Throughout the focus groups interviews, participants shared their skepticism towards the potential of guidelines alone to induce change at research institutions, seeing them instead as yet another bureaucratic tick-box exercise. To avoid this development, they proposed some recommendations. One of the suggestions was the need for spaces where scientists of different levels could discuss the issues and challenges that surface during research: “it’s more about being open to saying and open to debating, what are good practices and what are bad practices and how do we all practice better?” (assistant professor, humanities). They also mentioned the need for counselors and advisors for researchers to consult and confide in (assistant professor, social sciences). Both those options are more costly than trying to solve issues through the release of documents that must be complied with. Even though the latter need to be revised and updated, the former require resource investment in the shape of dedicated personnel, whether full or part-time, and that institutions strife to reduce hierarchies creating an equitable working environment where issues can be openly raised without fear of retribution (Ahmed, 2021). The exchanges and communication that would arise from such opportunities would be highly relevant for building a healthy research environment where RI is part and parcel of the system.

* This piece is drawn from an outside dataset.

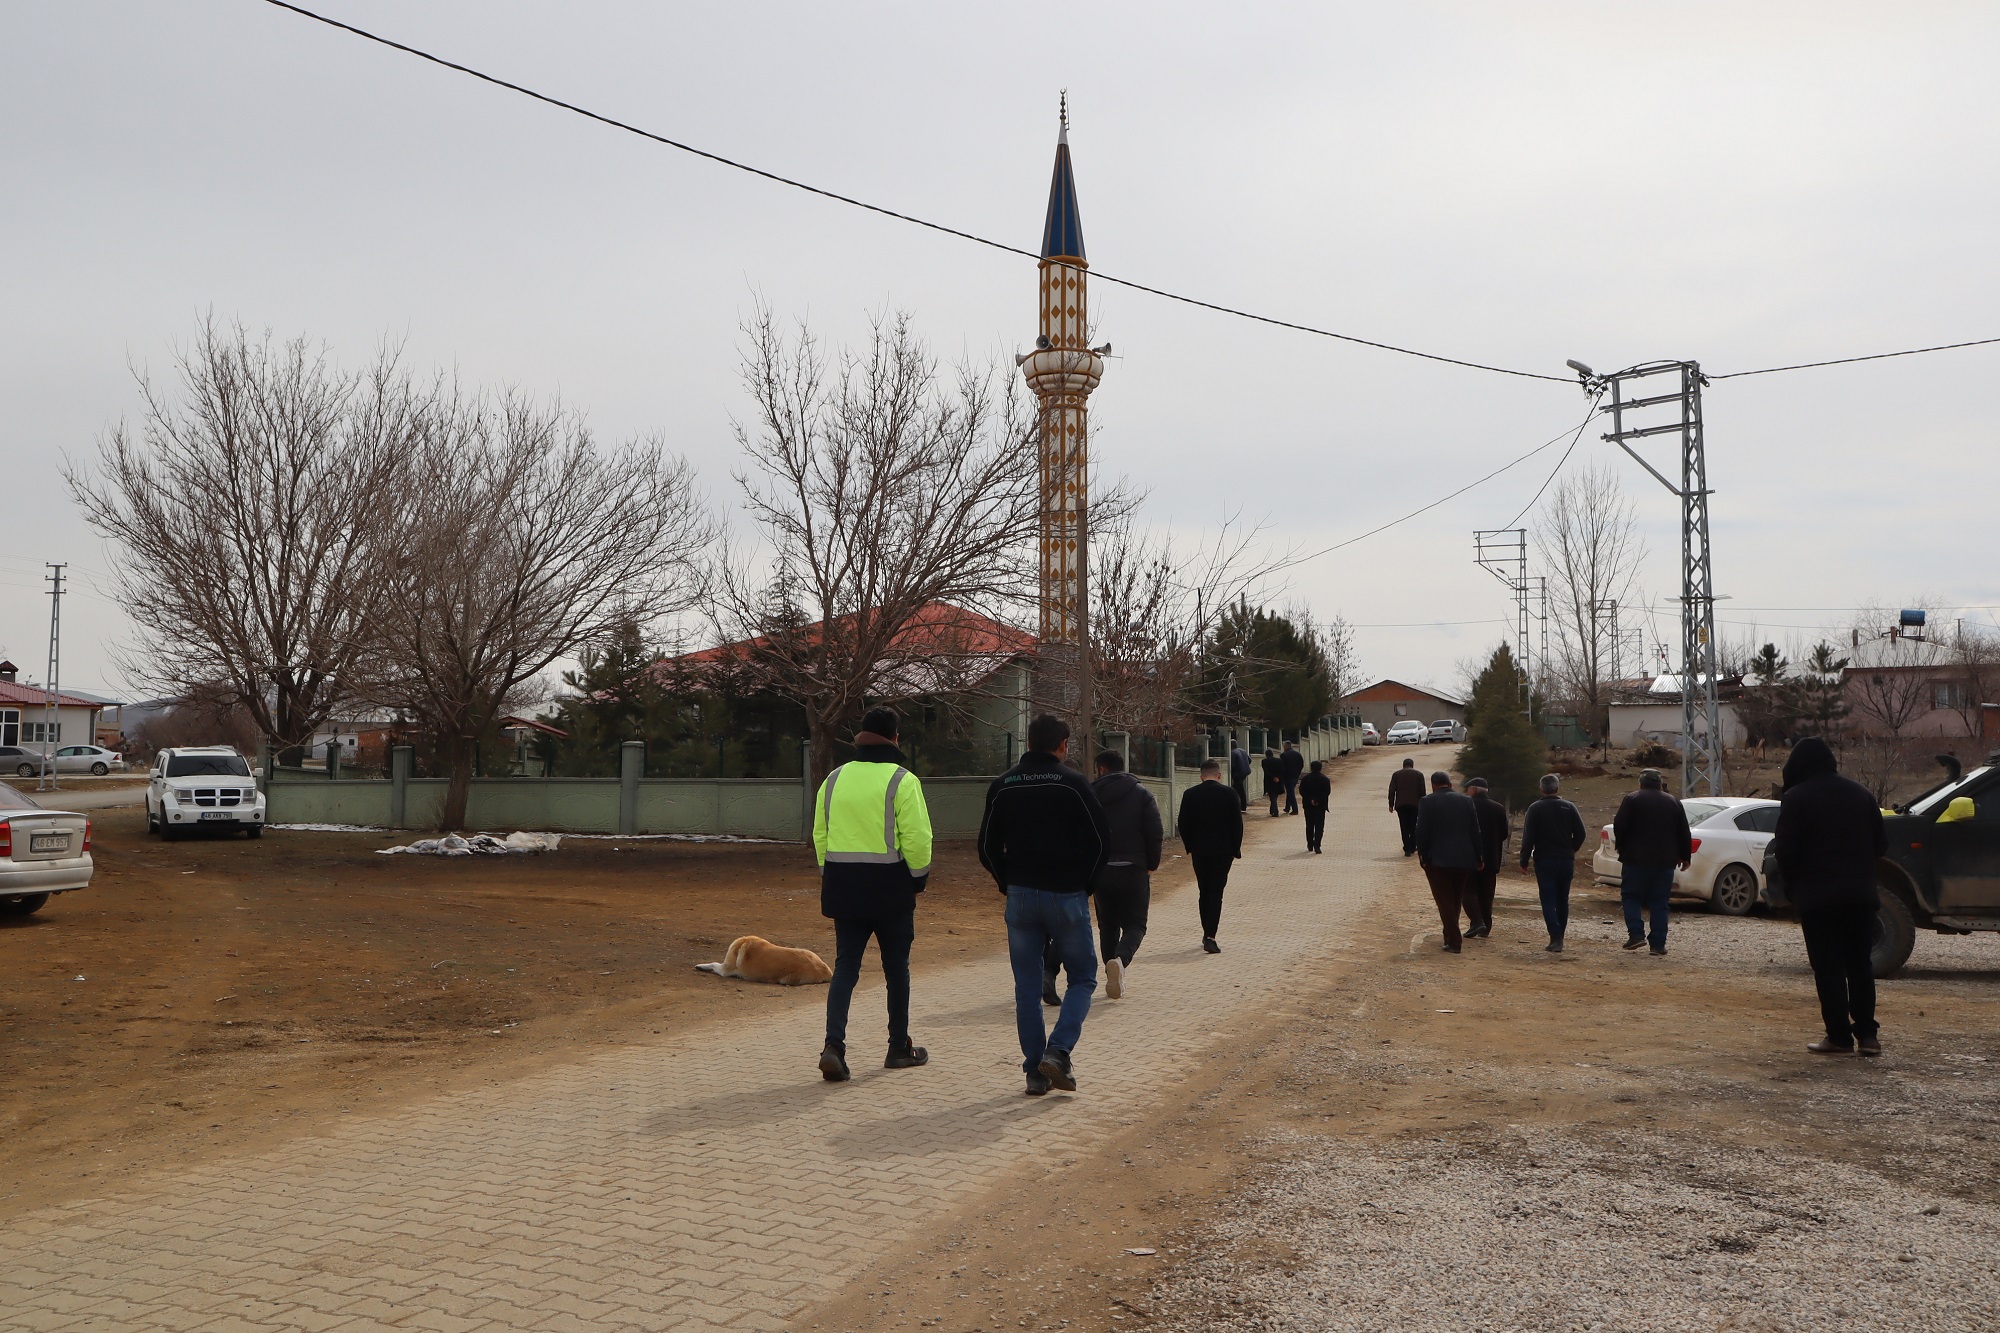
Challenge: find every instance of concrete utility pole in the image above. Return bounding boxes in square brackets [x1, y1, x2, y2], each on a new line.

Our final recommendation is related to job precarity. At the root of many of the QRPs are the working conditions, as highlighted elsewhere by testimonies from researchers themselves and policy papers (Hesselberg, 2020; OECD, 2021). Institutions need to foster fair, equitable, and healthy environments. Research organizations must be realistic and fair both towards their employees and funders; funders, especially the public ones, need to recognize the disparity between a discourse on a healthy work environment and the working conditions on the floor. Researchers and staff across the board can also push for change by organizing and demanding better working conditions. In this last step it is important that those researchers in non-precarious conditions support their precarious colleagues. Given that precarity not only affects researchers but is found across the board in RPOs and RFOS, the different communities involved can seek to develop commonalities to transform the working environment (Lorey, 2015).

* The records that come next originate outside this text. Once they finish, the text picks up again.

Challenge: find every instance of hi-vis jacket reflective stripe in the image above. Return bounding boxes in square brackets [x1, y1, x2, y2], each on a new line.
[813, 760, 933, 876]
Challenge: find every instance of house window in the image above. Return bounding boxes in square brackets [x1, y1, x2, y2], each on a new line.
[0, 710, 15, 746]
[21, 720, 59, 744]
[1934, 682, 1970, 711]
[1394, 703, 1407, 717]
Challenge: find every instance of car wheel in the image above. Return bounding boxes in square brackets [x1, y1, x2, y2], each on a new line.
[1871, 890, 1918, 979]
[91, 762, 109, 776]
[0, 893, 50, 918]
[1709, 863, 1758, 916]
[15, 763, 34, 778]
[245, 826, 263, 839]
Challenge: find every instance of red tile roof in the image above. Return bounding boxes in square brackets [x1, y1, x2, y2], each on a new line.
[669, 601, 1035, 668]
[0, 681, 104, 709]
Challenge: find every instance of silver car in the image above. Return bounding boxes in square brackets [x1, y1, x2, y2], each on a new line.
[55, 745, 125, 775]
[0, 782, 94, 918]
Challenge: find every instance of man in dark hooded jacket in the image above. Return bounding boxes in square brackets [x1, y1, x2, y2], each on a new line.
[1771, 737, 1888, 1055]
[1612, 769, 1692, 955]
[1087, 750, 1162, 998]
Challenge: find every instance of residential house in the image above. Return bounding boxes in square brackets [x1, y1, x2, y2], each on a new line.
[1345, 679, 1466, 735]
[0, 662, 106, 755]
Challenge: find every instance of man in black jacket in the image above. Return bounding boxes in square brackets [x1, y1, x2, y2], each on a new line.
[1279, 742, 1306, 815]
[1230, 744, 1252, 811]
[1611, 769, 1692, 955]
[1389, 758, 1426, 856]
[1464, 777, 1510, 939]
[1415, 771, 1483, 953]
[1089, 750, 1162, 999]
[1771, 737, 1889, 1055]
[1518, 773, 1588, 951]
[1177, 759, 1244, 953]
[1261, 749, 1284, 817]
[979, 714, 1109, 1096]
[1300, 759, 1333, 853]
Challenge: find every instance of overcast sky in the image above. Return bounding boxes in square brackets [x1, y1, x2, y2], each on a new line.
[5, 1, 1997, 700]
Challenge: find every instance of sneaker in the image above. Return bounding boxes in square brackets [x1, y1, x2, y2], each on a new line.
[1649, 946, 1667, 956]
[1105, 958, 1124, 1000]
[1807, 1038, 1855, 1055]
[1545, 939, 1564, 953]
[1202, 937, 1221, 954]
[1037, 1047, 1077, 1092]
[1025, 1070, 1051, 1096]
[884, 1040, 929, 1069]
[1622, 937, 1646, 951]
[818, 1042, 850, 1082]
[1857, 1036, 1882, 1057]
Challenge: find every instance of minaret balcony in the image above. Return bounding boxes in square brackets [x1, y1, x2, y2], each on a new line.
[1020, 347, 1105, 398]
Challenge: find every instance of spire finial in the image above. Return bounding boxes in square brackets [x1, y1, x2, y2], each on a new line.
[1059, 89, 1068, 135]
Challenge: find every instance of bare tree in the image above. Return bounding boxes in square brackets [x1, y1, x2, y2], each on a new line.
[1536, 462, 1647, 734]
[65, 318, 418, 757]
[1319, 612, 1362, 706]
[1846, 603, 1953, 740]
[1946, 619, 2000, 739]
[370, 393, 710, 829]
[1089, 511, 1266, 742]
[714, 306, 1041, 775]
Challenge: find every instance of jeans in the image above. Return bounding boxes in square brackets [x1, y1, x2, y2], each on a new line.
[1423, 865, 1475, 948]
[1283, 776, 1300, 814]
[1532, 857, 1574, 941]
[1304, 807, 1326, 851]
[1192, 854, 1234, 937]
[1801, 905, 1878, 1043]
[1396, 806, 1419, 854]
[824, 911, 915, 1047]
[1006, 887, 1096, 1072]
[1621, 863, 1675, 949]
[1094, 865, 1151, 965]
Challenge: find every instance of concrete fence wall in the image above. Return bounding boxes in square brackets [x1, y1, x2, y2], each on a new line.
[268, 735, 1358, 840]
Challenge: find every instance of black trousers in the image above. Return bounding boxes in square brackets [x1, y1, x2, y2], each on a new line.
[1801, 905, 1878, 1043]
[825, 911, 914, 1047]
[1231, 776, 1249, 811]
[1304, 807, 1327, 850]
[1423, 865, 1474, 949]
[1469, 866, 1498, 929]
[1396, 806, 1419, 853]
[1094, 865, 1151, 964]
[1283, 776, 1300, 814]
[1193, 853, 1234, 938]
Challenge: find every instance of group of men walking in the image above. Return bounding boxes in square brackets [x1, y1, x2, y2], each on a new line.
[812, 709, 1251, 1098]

Our recommendations should not be seen as a dismissal of guidelines concerning RI. Such documents are relevant as points of reference that researchers and staff can appeal to. However, as an “easy fix” to RI issues that do not require any structural reforms in how science is organized, they leave unaddressed current underlying obstacles for a healthy research environment. Uncertainties, both epistemic and social, are a permanent feature of scientific research. The manner in which research is currently organized, individualizing its social risks for the sake of efficiency and cost effectiveness for institutions, is not only a risk for RI but also stifles creativity, as highlighted by the following quote:

“I think also we miss an environment that in some way promotes the creativity, the rigour of the research, the tranparence of the research. I think we should (...) proactively look for or create and environment that improves the the quality of the research in general. Not just the productivity, but the quality of the research.” (researcher, natural sciences)

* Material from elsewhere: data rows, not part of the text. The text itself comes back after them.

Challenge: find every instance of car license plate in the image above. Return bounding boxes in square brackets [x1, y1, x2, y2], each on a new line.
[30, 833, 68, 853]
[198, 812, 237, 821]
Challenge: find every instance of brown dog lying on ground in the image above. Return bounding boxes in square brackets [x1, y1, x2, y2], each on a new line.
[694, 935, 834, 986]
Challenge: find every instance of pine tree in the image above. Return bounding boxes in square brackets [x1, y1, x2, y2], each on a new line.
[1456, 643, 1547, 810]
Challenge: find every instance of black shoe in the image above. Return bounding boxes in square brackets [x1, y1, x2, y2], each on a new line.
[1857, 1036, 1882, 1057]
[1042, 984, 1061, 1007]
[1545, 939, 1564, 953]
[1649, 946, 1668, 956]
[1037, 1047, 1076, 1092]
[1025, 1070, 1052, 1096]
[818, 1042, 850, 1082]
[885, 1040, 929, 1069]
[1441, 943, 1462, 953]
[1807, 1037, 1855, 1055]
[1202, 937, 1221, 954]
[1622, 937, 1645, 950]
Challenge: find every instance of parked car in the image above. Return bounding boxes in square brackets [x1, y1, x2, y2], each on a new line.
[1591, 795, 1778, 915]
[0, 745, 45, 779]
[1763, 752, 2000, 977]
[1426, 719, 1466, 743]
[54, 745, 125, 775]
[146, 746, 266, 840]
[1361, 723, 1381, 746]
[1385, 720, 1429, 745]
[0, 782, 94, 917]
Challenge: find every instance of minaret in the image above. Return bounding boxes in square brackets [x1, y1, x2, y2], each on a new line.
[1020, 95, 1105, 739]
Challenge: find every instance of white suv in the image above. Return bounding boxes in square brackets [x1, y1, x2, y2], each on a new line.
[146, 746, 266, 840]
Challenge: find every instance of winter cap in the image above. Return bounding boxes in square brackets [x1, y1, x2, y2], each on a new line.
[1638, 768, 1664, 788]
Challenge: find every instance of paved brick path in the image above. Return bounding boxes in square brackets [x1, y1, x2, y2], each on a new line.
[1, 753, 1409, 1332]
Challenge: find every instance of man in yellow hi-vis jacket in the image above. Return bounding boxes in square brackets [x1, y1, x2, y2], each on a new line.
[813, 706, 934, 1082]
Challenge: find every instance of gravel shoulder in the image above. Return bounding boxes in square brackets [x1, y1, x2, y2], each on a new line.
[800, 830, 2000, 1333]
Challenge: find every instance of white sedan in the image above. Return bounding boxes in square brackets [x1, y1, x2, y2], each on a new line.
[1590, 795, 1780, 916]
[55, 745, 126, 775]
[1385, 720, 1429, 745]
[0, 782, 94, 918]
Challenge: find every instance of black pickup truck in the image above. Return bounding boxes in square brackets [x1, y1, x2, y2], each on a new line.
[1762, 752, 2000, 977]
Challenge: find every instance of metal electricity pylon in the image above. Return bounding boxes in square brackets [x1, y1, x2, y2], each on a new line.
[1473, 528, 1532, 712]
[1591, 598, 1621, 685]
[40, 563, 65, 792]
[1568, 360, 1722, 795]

The majority of researchers are aware of what good research entails. As some quotes from the analysis show, they are not proud of gray area breaches but they accept them as strategies to survive in a specific system. Collectivizing the costs of uncertainty, building more inclusive publication cultures, applying responsible evaluation methods, providing more long-term resources for an open and transparent culture, and working to de-hierarchize institutions, need to go alongside the release of guidelines and other documents.